Transphobia and poverty are known to cause depression, anxiety, and Posttraumatic Stress Disorder (PTSD), Complex Posttraumatic Stress Disorder (C-PTSD) and other mental illnesses due to no longer having the means to maintain their most basic needs such as housing and food. Many transpeople turn to sex work in order to pay for their medical needs, risking their safety and their very lives.  Studies show that transgender individuals are more likely to become victims of sexual harassment, sexual assault, and/or homicide—especially if they are homeless and/or doing sex work.

In is also reported that those living in poverty have a high onset of physical health issues as well.  Many transpeople not only have difficulty obtaining adequate health insurance but report facing discrimination from medical professionals.  This could one of the reasons why HIV has increased among transwomen who engage in sex work.  With HB 2 in effect, transpeople could be denied employment and housing and perhaps mental and medical health services as well.

3) House Bill 2 perpetuates the idea of Otherness through the politics of passing.

Going back to the bathroom topic, this idea of forcing transpeople to utilize facilities based on the gender on their birth certificate also plays into the politics of otherness.  If a transperson can “pass,” then they can use bathrooms and locker rooms coinciding with the gender they identify with—regardless of whether they change the information on their birth certificate of not.  However, if a transperson is unable to pass (or choose not to) for whatever reason, then they are forced to enter an environment in which they are not comfortable because they are deemed a threat to cis heterosexual social norms.  And by being labeled a threat, the transperson is now an Other when they only want to be their authentic selves.

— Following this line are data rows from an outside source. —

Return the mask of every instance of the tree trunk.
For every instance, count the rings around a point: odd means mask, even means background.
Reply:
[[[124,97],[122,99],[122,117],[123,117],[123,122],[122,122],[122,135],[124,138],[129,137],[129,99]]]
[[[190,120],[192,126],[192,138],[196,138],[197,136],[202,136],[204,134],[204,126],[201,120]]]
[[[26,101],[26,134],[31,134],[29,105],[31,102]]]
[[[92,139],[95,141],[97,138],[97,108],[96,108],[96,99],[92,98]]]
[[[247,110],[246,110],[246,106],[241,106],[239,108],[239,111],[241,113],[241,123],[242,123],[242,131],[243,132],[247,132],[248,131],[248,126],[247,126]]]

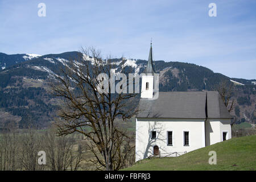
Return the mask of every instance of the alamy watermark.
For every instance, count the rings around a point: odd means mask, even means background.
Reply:
[[[38,11],[38,15],[39,17],[46,16],[46,5],[44,3],[40,3],[38,5],[38,7],[40,9]]]
[[[210,8],[210,9],[209,10],[209,12],[208,12],[209,16],[210,16],[210,17],[217,16],[216,4],[214,3],[213,3],[213,2],[211,3],[209,3],[208,7]]]
[[[157,99],[159,94],[159,74],[154,73],[151,75],[154,76],[154,82],[151,84],[154,84],[152,92],[154,92],[155,97],[152,99]],[[129,73],[127,81],[127,76],[125,73],[113,73],[110,74],[110,77],[106,73],[100,73],[97,78],[98,81],[97,91],[100,93],[139,93],[139,78],[144,76],[146,76],[146,74],[142,73],[139,75],[138,73]]]

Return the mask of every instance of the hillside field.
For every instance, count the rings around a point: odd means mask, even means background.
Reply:
[[[217,154],[217,164],[209,164],[209,152]],[[144,159],[123,170],[256,170],[256,135],[231,139],[178,157]]]

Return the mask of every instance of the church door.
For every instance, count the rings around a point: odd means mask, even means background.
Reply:
[[[159,148],[158,146],[155,146],[154,147],[154,155],[159,155]]]

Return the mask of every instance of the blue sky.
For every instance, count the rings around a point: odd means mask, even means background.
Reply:
[[[46,16],[39,17],[39,3]],[[208,15],[210,3],[217,16]],[[113,57],[194,63],[256,78],[256,1],[0,0],[0,52],[62,53],[93,46]]]

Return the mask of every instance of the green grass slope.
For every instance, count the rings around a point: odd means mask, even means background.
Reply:
[[[209,164],[209,152],[217,164]],[[234,138],[179,157],[144,159],[123,170],[256,170],[256,135]]]

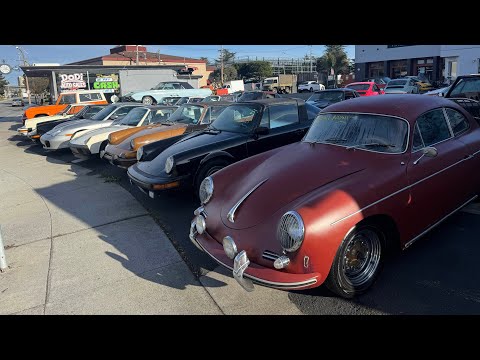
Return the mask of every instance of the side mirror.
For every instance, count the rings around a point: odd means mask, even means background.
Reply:
[[[255,129],[255,135],[267,135],[270,132],[270,129],[266,126],[259,126]]]
[[[413,162],[413,165],[417,165],[418,162],[424,157],[435,157],[438,155],[438,150],[437,148],[434,148],[433,146],[427,146],[426,148],[422,149],[422,156],[420,156],[417,160]]]

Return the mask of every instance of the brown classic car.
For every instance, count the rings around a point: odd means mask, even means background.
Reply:
[[[231,102],[188,103],[157,125],[127,129],[110,134],[103,157],[111,164],[128,168],[137,162],[143,145],[206,128]]]
[[[351,298],[388,252],[477,198],[479,121],[423,95],[330,105],[301,142],[207,177],[190,239],[246,290],[325,283]]]

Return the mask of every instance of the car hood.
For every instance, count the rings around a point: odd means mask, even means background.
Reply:
[[[76,132],[78,130],[85,129],[97,129],[101,127],[109,126],[113,123],[113,120],[106,121],[95,121],[95,120],[73,120],[67,121],[66,123],[59,124],[55,126],[52,130],[52,133],[60,130],[61,132]]]
[[[107,134],[108,135],[111,132],[114,132],[114,131],[117,131],[117,130],[123,130],[123,129],[127,129],[127,128],[129,128],[129,126],[127,126],[127,125],[112,125],[112,126],[105,126],[105,127],[101,127],[101,128],[96,128],[96,129],[87,131],[86,133],[84,133],[83,135],[81,135],[77,138],[72,139],[71,142],[76,143],[76,144],[83,144],[83,143],[87,142],[87,140],[90,139],[92,136],[102,135],[102,134]]]
[[[363,151],[325,144],[299,142],[279,148],[222,190],[222,222],[233,229],[255,226],[295,199],[365,170],[367,158]],[[228,221],[230,209],[264,180],[238,207],[235,223]]]
[[[146,174],[160,176],[164,173],[165,161],[169,156],[174,156],[177,163],[186,161],[189,156],[197,157],[216,149],[230,147],[234,142],[245,142],[248,136],[248,134],[228,131],[204,130],[193,132],[166,148],[152,161],[139,162],[138,169]]]

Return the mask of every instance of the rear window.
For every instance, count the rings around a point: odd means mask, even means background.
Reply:
[[[349,89],[353,90],[368,90],[370,88],[370,84],[355,84],[355,85],[347,85]]]

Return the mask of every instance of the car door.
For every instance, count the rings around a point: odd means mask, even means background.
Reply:
[[[437,155],[423,156],[426,147],[434,147]],[[469,165],[464,161],[468,156],[468,148],[453,136],[442,108],[417,119],[407,164],[412,238],[466,201],[468,190],[460,184],[469,176]]]
[[[298,110],[296,103],[266,107],[259,126],[268,128],[268,133],[253,135],[247,141],[248,156],[300,141],[308,128],[300,122]]]

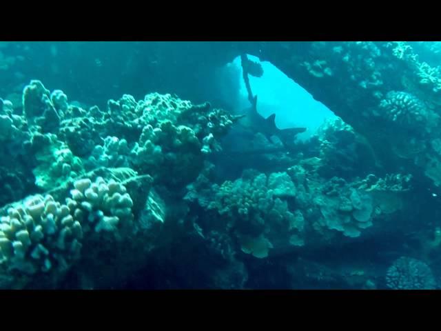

As poverty and unemployment would, otherness also places transpeople at a disadvantage by increasing their risk of being sexual, emotionally, physically, and spiritually violated—especially if they have not fully transitioned (or choose not to).  This is all because of a law passed on the erroneous propaganda that transpeople are sexual predators when all they wish to do enter, use, and exit the bathroom with impunity.

 

Despite House Bill 2 being passed so quickly, this move may have been a huge detriment finanically.  The bill is deemed unconstitutional and major businesses are already boycotting the state’s oppressive law.  Corporations have been put on pause because the bill now jeopardizes employment and economic growth in the state of North Carolina–unless they withdraw HB 2.

Regardless of the decisions these businesses and corporations come to, the pressing issue is the fact that the lives of transpeople in North Carolina are in mortal danger.  With that being said, we must stand in solidarity with our trans siblings not only in North Carolina but those struggling around the globe.  We must be ready to fight alongside them by any means necessary.  And we must let members of the two party system realize that this type of discrimination is completely unacceptable because, if you’re paying attention, you know it is.